My approach is to compare quantitative data with previously established values or "cut-off points" for the general population in the Functional Movement Screen. This reduces personal bias and improves reliability.

Case Study

Simple Movements for Advanced Training

Subject: 25-year old professional baseball catcher; no current injuries.

Competitive Level: Independent League

Complaints: Player felt a decrease in flexibility and strength during the season. It became difficult to run as fast and move behind the plate, and he noticed a decreased in swing power.

Testing Methods: Acquired baseline information using the Functional Movement Screen. Next, I ran the athlete through a postural assessment, performing a series of stretches accordingly. Then he was re-tested with the Functional Movement Screen as a post-test.

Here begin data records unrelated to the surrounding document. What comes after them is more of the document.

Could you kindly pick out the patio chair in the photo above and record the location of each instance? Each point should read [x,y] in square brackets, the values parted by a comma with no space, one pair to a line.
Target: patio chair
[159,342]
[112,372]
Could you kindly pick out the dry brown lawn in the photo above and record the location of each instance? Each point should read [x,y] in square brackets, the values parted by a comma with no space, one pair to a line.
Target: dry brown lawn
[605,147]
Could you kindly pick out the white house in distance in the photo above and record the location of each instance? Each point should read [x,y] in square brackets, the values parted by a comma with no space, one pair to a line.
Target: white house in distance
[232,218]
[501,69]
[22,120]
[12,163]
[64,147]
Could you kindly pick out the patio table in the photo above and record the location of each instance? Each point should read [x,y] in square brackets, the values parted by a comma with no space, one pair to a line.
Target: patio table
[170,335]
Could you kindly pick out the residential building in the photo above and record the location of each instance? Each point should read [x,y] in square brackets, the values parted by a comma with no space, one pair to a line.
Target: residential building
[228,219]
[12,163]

Results: Pre-test results from the Functional Movement Screen were 12/21*: The postural assessment illustrated, among other areas, an anterior innominate rotation (forwardly rotated pelvis) on the right side; cervical (neck) flexion; rounded shoulders; and reduced thoracic extension. Post-stretching treatment resulted in a post-test Functional Movement Screen of 16/21. Most notably, there was an improvement in pelvic control during the trunk stability Push-Up, and the athlete was able to maintain the inline lunge within the sagittal plane.

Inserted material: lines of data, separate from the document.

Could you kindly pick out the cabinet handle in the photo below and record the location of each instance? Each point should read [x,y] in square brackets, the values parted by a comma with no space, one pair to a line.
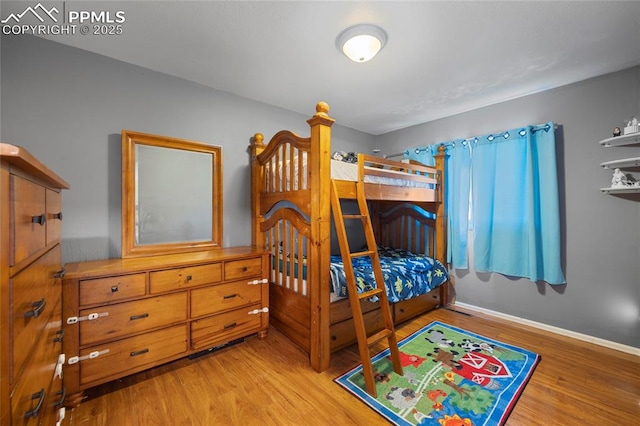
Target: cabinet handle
[39,219]
[63,395]
[135,317]
[37,309]
[40,397]
[60,334]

*Researchers have established a general cut-off score of 14 for a Functional Movement Screen. Those who score below 14 are four times as likely to suffer a non-contact injury.

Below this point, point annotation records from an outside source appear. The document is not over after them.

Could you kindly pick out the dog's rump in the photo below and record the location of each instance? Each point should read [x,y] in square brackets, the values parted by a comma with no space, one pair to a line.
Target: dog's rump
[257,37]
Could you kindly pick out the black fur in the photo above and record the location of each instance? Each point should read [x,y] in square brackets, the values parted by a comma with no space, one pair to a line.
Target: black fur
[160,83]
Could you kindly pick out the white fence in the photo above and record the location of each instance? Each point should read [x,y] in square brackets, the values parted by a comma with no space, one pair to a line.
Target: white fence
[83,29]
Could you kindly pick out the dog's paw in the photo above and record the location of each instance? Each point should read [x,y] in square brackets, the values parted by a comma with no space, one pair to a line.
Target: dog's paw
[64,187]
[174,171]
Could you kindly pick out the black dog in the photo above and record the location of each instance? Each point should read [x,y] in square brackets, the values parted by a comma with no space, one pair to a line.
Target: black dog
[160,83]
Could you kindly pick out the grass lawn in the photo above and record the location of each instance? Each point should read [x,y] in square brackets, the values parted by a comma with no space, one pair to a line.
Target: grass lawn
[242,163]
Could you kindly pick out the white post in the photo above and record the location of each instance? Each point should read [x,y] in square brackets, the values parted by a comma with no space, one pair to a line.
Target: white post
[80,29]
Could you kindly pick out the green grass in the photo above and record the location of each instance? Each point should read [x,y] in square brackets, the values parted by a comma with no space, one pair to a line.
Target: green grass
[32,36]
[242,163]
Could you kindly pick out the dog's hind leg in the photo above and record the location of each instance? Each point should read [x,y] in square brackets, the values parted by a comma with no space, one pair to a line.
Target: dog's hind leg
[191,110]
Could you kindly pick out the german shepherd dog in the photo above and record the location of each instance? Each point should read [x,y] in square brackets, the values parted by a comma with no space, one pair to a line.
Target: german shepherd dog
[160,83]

Here is what the movement preparation exercises might look like:

  • Foam Rolling: Full body, 5-8 minutes (tissue maintenance and improved blood flow)
  • Hurdle Walks: Forward and Reverse (hip mobility)
  • Trunk Twist and Arm Raise: Try these two movements by reaching and twisting to the side of least resistance for 3 sets of 30 seconds.

RELATED: Trunk Twist and Arm Raise for Improved Flexibility

From these results, we can safely assume that if our athletes are in optimal position before we load them with weight, the quality of their movement will improve and so may their performance.